A sense of community is the tradition at the Sweetwater Music Hall and Hotchkiss is part of that history. “With Train, we partly cut our teeth there,” he says. He also performed there more recently with Painbirds. “But never as Rob Hotchkiss,” he adds.

Hotchkiss knew he wanted to be a musician when he first saw the Beatles, but he was also inspired by Jimi Hendrix, Neil Young, David Bowie, Led Zeppelin and The Rolling Stones.

“I took some classical guitar lessons as a kid,” he says, “but I just wanted to be a rocker. As a rock musician, it’s more about feeling.”

Hotchkiss was a member of Apostles before he founded Train in 1994 with Pat Monahan, Jimmy Stafford, Charlie Colin and Scott Underwood. In 2001, Train was nominated for five Grammy awards and its song, “Drops of Jupiter” won for the Best Rock Song.
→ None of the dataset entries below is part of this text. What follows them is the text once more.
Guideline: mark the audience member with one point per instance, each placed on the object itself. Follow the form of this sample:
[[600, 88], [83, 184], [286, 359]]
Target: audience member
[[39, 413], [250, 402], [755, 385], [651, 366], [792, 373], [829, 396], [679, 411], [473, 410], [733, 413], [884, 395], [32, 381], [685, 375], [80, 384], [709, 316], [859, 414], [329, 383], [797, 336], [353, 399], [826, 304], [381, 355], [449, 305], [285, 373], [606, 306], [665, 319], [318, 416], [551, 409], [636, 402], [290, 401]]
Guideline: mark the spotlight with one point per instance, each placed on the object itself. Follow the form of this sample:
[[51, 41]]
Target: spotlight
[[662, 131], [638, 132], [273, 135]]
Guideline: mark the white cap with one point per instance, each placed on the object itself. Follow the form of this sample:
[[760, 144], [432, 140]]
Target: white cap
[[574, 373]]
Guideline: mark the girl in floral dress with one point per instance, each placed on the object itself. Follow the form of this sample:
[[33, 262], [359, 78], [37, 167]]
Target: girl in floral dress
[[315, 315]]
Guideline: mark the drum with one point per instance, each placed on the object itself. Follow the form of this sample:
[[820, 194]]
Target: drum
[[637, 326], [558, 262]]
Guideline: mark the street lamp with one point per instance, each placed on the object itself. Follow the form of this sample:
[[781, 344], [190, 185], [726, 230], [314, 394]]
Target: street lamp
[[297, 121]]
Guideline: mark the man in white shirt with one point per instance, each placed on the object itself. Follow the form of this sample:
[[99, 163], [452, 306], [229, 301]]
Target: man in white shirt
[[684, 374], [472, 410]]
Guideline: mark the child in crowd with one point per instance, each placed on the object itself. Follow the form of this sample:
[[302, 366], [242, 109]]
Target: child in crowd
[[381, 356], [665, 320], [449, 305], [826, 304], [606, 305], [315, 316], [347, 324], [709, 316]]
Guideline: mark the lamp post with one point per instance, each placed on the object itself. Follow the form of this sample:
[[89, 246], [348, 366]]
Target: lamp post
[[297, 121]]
In 2003, Hotchkiss left Train and moved with his wife and three children to Vashon Island, Washington, where he made the solo album, “Midnight Ghost” and taught himself to play the piano. He continued to perform with other artists, and in 2014 he founded Painbirds with Charlie Colin and Tom Luce. Painbirds released a six-song EP in June 2015.

“I’ve always been a believer in bands,” Hotchkiss says. “With three or four or five people together, you can be better than all the parts.” But Hotchkiss says he reached a point “where this gut feeling wouldn’t leave me alone.” He asked himself, “What would happen if Rob was the captain?”

“In January I drove away from my island retreat and got to Northern California and remembered how vital it felt, and I decided I’m not done,” Hotchkiss says.

On November 1, Hotchkiss will be performing some new and old pieces, some Apostles songs, one from Train, songs from “Midnight Ghost,” and new compositions that he wrote within the last few months.

Hotchkiss is excited about his new solo status. “Any idea I have now, I can just go with it,” he says. “It’s still tough. I feel like I’m starting over, but that’s part of the fun.”